Platform-Dependent Floating-Point Behaviour
Single-precision floats, c_float, 32 bits or 4 bytes long as per IEEE 754, as well as double-precision floats, c_double, 64 bits or 8 bytes long as per IEEE 754, behave identical both on Unix-like systems and Windows. They can be passed to and retrieved from DLL functions without issues.
Warning
Long double types or quadruple-precision floating-point types pose a special kind of problem. Long story short: Support and implementation between platforms differ significantly. Windows, a bit simplified, has virtually no support for those types although e.g. certain C compilers offer some support on Windows on their own. Since zugbruecke is built on top of CPython and ctypes, it is following its capabilities. While c_longdouble is in fact 128 bits or 16 bytes long on Linux for instance, it maps to c_double on Windows at 64 bits or 8 bytes. Passing floating point numbers longer than 64 bits is therefore basically not supported by zugbruecke. This may be partially worked around by passing buffers of 16 bytes per number or using numpy’s support of long double.
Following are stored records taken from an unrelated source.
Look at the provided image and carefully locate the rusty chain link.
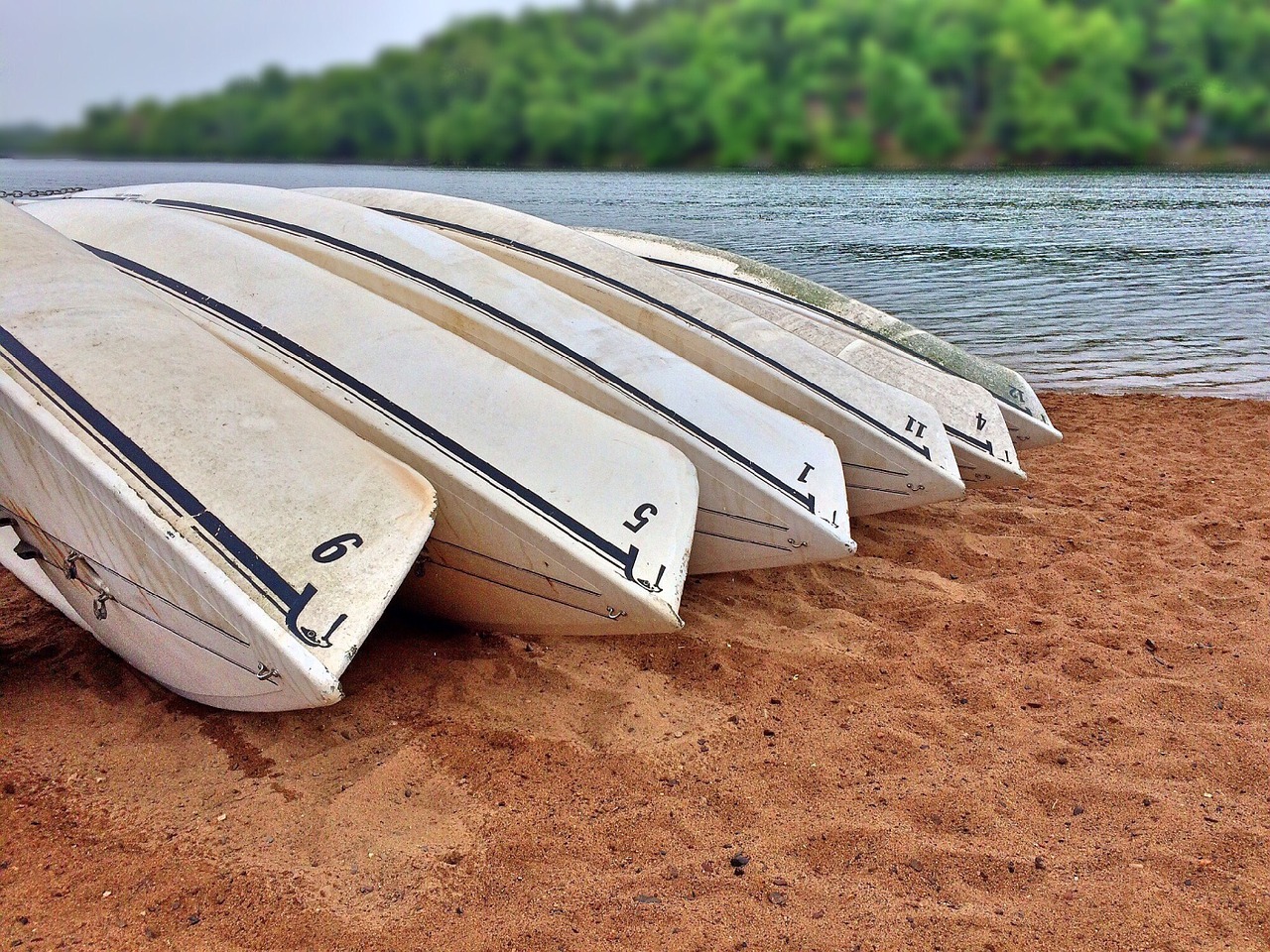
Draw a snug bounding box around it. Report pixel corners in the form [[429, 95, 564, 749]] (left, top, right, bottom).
[[0, 185, 83, 198]]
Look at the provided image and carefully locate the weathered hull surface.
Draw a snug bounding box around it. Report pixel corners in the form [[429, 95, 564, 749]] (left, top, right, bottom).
[[0, 204, 435, 711], [307, 189, 965, 516], [645, 266, 1026, 486], [584, 228, 1063, 449], [71, 184, 854, 572], [27, 199, 698, 635]]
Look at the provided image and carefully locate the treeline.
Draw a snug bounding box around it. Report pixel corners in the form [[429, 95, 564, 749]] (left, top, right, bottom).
[[32, 0, 1270, 168]]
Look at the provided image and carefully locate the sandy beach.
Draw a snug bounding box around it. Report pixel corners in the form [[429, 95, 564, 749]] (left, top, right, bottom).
[[0, 394, 1270, 951]]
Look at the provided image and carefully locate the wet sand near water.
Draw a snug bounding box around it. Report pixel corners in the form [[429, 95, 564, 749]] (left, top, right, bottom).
[[0, 394, 1270, 951]]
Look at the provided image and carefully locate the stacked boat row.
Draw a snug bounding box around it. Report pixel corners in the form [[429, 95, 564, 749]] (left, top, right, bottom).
[[0, 184, 1060, 710]]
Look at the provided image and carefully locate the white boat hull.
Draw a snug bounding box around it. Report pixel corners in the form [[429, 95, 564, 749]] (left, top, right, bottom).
[[69, 184, 853, 572], [27, 199, 698, 635], [583, 228, 1063, 449], [640, 259, 1026, 486], [313, 189, 965, 516], [0, 205, 435, 711]]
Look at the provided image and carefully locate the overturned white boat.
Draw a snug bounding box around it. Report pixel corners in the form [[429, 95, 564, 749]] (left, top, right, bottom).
[[310, 187, 965, 516], [0, 203, 435, 711], [76, 184, 854, 572], [26, 198, 698, 635], [583, 228, 1026, 485], [583, 228, 1063, 449]]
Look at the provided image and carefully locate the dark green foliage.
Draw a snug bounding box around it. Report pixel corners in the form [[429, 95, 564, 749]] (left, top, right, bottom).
[[24, 0, 1270, 168]]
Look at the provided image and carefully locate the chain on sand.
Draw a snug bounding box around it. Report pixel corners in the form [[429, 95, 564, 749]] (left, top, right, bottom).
[[0, 185, 83, 198]]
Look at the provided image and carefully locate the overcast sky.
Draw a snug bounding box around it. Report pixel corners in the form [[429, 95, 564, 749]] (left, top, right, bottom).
[[0, 0, 575, 124]]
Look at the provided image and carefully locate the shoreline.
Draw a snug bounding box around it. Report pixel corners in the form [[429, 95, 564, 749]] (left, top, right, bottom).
[[0, 391, 1270, 949]]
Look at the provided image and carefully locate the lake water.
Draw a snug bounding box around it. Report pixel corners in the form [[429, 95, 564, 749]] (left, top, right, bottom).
[[0, 159, 1270, 399]]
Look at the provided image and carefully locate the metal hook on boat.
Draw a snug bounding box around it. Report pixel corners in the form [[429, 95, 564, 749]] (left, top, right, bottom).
[[92, 589, 115, 622]]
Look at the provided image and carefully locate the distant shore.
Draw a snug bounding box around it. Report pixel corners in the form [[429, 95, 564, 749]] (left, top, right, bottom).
[[0, 394, 1270, 951], [0, 147, 1270, 176]]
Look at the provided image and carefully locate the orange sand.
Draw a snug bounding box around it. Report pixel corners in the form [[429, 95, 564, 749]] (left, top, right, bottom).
[[0, 395, 1270, 949]]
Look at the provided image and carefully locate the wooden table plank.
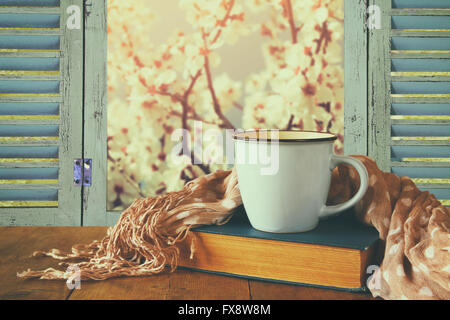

(env) user@comp:~> python -m platform
Linux
(env) user@comp:~> python -c "from ctypes import c_longdouble, sizeof as s; \
print(s(c_longdouble))"
16
(env) user@comp:~> wenv python -m platform
Windows
(env) user@comp:~> wenv python -c "from ctypes import c_longdouble, sizeof as s; \
print(s(c_longdouble))"
8
Warning
Half-precision floating-point types have recently seen a boost in popularity thanks to machine learning applications. There are completely different variations/implementations of the idea going by different names such as bfloat16. Since zugbruecke is built on top of CPython and ctypes, which does not offer any form of support for half-precision floating-point types, it is following its capabilities i.e. there is no direct support for them in zugbruecke. This may be partially worked around by passing buffers of 2 bytes per number or using numpy’s support of half-precision floating-point. numpy’s support of bfloat16 is still, as of late 2022, under development.
Calling Conventions
While the handling of different calling conventions is absolutely identical between ctypes and zugbruecke, it is actually a common trap for beginners when using zugbruecke (or ctypes) for the first time. The confusion arises around ctypes.CDLL
/ ctypes.cdll
and ctypes.WinDLL
/ ctypes.windll
, which refer to two different calling conventions. In fact, both types of calling conventions can be found on Windows. Any given DLL might use either one. While both calling conventions are ironically identical for 64-bit DLLs and can be used interchangeably in those cases, calling conventions actually differ for 32-bit DLLs. The main difference or symptom is that function arguments are passed to the function in a location differing by an offset of 8 bytes. You might see exceptions similar to “arguments 8 bytes too short” or “arguments 8 bytes too long” if using the wrong calling convention. In rare cases, you might not even get an exception but receive plain wrong results from the called function instead.
Note
If the DLL’s C-code is available, the calling convention can be deduced from “annotations” in front of functions. __stdcall
points to WINDLL
, while __cdecl
points to CDLL
.
Memory Synchronization
Because zugbruecke executes DLL routines in a separate Windows Python process on top of Wine, it must translate pointers and keep memory between the Unix Python and the Windows Python processes in sync. zugbruecke can handle this task partially automatically but does require special memsync
directives in certain cases. A good set of introductory examples is provided in the chapter covering pointers and memory synchronization.
Further Examples
For an overview over its entire range of capabilities have a look at zugbruecke’s test suite.